The Good News

Posted April 1, 2010

By Tim Armour

From the new findings about oligomers, many supported by Cure Alzheimer’s Fund, we know a lot more about the toxicity of the Abeta42 oligomers and how that affects the neural synapses. None of these first or second generation drugs were aimed at stopping Abeta 42 aggregation or oligomerization; nor were any of them directed toward protecting the neural synapses. They were more directed toward stopping Abeta production altogether through modifying or eliminating steps in the production process.

Furthermore, from new and potentially paradigm-breaking research also sponsored by Cure Alzheimer’s Fund, we now know that Abeta42 may be an integral part of the innate immune system. In other words, it is actually good for fighting off bugs in our system, particularly in the brain, and to develop drugs to stop its production completely or dramatically reduce it would be a big mistake.

Third, Cure Alzheimer’s Fund is supporting new research on more promising approaches to the regulation of Abeta. One of these tracks is the exploration of a whole new class of “gamma secretase modulators” which are safe and more potent that those used in Flurizan or other failed drug tests.
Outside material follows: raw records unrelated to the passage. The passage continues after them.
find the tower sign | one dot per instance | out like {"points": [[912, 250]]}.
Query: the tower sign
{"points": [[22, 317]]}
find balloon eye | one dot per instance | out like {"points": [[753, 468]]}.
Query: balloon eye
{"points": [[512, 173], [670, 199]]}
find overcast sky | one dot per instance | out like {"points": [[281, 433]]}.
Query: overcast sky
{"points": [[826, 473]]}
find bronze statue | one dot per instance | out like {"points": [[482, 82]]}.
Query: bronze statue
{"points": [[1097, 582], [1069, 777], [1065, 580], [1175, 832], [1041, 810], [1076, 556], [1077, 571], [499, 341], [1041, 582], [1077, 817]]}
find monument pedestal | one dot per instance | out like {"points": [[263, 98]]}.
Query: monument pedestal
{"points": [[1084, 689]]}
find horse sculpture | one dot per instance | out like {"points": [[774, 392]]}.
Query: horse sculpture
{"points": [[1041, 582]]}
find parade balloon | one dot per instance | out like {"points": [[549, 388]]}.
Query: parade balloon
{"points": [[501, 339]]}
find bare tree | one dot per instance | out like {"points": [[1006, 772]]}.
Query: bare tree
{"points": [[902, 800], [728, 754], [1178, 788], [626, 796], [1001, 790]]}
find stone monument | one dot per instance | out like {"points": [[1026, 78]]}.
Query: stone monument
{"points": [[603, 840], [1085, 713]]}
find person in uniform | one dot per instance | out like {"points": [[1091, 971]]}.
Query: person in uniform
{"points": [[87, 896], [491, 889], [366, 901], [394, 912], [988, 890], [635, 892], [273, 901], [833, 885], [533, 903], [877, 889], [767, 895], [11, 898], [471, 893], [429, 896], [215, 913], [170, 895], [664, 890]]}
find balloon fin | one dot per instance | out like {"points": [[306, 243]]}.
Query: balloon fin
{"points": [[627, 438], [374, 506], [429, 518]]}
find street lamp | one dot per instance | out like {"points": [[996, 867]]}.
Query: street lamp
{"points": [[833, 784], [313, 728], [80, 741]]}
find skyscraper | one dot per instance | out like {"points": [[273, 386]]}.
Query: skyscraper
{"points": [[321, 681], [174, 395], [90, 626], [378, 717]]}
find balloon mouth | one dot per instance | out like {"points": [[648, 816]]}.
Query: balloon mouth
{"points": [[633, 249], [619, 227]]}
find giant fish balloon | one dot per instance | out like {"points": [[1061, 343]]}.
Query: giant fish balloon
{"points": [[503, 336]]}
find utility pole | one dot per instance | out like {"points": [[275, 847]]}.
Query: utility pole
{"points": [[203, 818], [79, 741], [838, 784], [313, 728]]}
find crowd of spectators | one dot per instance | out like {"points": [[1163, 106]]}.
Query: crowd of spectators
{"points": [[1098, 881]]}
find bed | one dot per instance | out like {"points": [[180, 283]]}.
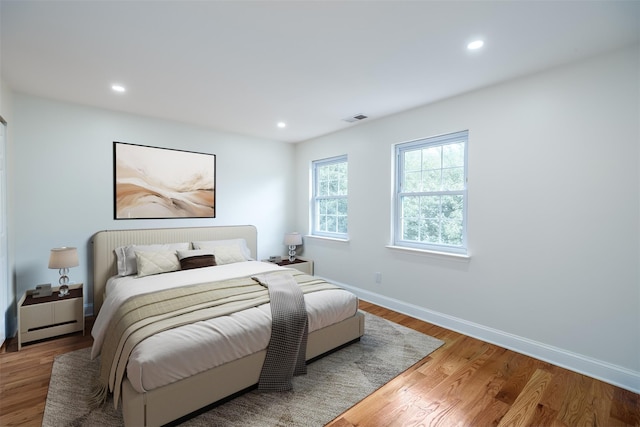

A second is experimentation with drugs that specifically target one step of the cholesterol pathway, acyl-coenzyme A: cholesterol acyltransferase (ACAT) inhibitors, reducing generation of toxic Aβ peptide in cells and in an animal model of AD. And finally, other research being funded by Cure Alzheimer’s Fund is screening all approved (and therefore safe) drugs in the entire human pharmacopeia to see which ones lower Abeta levels.

Were those first and second generation drugs “failures?” If measured by their ability to stop the disease or provide immediate relief to patients — then yes — and that is clearly what is most important. However, in their failure, they have helped to correct the direction along the “Abeta trail” and help us focus on more effective therapeutic approaches.

Where do we go from here? One conclusion is to keep following the Abeta trail. It is increasingly clear that it is the seminal actor in Alzheimer’s pathology.

Second, primary therapeutic targets based on this information should be focused on at least three approaches:

  • Continue to find ways to “modulate” the production of Abeta to prevent over-production, but allow that amount that is actually helpful or protective to continue to be made and safely deployed;
  • Find ways to prevent the “oligomerization” of the Abeta42 peptide in its most toxic forms.
  • Continue to explore the Abeta/neural synapse relationship to maximize Abeta’s potential protective capability and reduce its toxicity.

This will require heeding the lessons from what we are learning from genetics, now having identified over 100 candidate Alzheimer’s genes for more study about how they affect risk for the disease, what the first and second generation drugs have taught us, and aggressive exploration of newer perspectives on the role of Abeta42 and how it can be modulated safely for effective reduction or elimination of risk for Alzheimer’s.

It is a challenging task that will require significantly increased resources. But the way forward is clear; follow the Abeta trail.